Die Wissenschaft unterscheidet zwischen der Suizididee, dem Suizidversuch und schließlich dem geglückten Suizid. Ein Suizidversuch lässt sich wie folgt definieren: Ein selbst-initiiertes, gewolltes Verhalten eines Patienten, der sich verletzt oder eine Substanz in einer Menge nimmt, die die therapeutische Dosis oder ein gewöhnliches Konsumniveau übersteigt und von welcher er glaubt, sie sei pharmakologisch wirksam.

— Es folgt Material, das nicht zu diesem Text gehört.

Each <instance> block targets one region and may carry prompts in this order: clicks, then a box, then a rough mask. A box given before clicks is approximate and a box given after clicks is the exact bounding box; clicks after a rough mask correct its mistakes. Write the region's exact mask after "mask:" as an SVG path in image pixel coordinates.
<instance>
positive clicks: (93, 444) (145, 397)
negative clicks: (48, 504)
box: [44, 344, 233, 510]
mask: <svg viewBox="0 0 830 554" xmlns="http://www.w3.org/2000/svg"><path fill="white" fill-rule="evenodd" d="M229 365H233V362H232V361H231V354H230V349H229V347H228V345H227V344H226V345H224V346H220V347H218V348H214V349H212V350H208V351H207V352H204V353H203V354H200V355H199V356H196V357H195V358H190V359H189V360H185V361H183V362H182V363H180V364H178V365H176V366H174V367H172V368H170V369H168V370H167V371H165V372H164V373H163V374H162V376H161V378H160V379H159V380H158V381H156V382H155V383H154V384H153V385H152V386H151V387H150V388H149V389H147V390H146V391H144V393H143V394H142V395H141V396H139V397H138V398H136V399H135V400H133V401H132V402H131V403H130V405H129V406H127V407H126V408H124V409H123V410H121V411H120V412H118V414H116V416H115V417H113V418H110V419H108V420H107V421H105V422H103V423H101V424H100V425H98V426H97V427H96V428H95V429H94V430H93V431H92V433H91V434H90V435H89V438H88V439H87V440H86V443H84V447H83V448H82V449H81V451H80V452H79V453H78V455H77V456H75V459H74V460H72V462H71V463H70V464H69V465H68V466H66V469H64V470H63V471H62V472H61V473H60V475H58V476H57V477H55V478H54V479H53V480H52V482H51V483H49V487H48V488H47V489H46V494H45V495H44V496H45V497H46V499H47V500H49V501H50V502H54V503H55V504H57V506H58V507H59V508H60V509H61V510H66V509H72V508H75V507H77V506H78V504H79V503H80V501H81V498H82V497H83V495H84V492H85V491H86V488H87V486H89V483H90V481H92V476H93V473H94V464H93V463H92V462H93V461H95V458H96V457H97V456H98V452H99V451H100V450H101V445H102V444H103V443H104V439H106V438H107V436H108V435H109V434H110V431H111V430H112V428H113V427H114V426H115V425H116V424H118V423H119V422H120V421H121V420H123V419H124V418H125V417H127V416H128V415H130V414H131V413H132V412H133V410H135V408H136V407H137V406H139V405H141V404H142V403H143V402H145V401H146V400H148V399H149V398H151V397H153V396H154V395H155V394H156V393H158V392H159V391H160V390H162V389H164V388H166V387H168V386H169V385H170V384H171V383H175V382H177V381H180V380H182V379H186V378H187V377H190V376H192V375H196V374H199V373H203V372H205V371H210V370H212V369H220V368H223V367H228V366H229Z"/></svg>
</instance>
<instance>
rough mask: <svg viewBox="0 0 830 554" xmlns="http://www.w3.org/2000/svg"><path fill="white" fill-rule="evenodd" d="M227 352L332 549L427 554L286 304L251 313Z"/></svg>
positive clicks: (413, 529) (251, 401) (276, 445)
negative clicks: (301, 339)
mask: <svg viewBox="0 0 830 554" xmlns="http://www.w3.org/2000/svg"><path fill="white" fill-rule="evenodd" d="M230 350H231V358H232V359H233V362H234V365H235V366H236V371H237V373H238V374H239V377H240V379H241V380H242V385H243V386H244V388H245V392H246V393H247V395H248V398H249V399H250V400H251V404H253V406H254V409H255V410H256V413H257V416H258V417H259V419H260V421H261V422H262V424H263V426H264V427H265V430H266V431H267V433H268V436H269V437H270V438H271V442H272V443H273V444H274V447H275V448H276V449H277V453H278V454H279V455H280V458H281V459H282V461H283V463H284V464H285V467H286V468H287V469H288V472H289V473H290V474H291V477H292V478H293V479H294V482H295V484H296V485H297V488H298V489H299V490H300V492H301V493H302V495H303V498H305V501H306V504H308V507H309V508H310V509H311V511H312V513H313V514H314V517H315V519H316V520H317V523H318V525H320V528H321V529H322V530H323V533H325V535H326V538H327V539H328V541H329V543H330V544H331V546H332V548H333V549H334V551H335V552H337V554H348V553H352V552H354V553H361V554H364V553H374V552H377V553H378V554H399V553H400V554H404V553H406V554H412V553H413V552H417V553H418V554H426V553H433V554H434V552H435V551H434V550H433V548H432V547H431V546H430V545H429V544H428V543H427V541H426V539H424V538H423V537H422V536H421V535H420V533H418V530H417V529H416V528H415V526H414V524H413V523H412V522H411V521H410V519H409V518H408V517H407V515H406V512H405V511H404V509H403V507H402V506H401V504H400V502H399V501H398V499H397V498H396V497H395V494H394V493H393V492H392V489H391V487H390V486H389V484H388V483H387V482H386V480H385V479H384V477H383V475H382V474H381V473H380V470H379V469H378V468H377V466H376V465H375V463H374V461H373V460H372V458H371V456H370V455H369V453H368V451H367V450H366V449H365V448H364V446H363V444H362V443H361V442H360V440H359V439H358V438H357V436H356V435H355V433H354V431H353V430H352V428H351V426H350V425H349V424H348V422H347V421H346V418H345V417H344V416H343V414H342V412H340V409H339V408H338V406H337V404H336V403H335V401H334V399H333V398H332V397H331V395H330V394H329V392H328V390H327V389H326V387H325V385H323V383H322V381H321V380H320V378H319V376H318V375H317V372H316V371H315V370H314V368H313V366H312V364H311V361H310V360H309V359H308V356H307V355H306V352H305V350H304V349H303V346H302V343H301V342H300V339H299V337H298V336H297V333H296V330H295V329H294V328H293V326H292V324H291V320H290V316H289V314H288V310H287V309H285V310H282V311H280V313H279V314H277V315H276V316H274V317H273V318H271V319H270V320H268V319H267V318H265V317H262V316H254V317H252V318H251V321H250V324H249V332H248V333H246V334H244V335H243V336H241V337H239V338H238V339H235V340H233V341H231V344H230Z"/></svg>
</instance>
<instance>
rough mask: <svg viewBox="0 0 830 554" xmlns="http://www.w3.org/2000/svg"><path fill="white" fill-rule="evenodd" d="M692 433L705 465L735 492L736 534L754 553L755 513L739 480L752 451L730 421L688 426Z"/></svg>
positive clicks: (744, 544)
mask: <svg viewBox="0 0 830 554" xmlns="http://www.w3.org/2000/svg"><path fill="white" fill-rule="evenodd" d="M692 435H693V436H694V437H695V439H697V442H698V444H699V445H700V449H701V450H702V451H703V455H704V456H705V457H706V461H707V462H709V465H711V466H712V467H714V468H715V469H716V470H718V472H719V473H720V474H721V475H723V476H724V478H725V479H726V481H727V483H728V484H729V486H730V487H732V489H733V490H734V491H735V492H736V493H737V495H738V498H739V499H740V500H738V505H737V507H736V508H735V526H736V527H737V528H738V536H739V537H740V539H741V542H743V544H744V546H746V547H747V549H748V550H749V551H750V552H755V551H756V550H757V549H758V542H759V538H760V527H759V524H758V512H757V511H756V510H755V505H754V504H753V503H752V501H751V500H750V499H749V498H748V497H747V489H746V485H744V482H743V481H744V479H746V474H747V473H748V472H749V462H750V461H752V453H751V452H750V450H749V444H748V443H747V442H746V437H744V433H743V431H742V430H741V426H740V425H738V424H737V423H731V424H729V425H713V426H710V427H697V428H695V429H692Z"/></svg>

Der Suizidversuch kann durch drei verschiedene Motive begründet werden:

  1. Parasuizidale Pause mit dem Motiv der Zäsur

  2. Parasuizidale Geste mit dem Motiv des Appells

  3. Parasuizidale Handlung mit dem Motiv der Autoaggression

Bei (a) will man nur abschalten, schlafen und in Ruhe gelassen werden, ohne dass man den Wunsch zu sterben für sich formulieren würde.

Bei (b) steht der Appell an den Mitmenschen im Vordergrund. Der Suizidversuch wird so ausgeführt, dass derjenige, an den der Appell gerichtet ist, einen findet. Zudem führt man ihn so aus, dass man mit höchster Wahrscheinlichkeit auch wirklich noch rechtzeitig gefunden wird.

Bei (c) will man eindeutig sterben und ins Gras beißen.

Simulanten können leicht entlarvt werden. So lässt sich die Ernsthaftigkeit eines Selbstmordes mit drei Kriterien identifizieren. (i) Der Suizidintention, das heißt wie ausgeprägt der Wunsch zu sterben ist, (ii) dem Suizidarrangement, das heißt, inwieweit der Betreffende ein Auffinden seiner Person nach erfolgtem Suizidversuch möglich oder unmöglich macht und schließlich (iii) der Suizidmethode, das heißt, ob sie weich ist wie mit Tabletten, Drogeneinnahme, oberflächliches Ritzen am Handgelenk, oder ob sie hart ist wie Erschießen, Erhängen oder Einnahme einer sehr giftigen Substanz.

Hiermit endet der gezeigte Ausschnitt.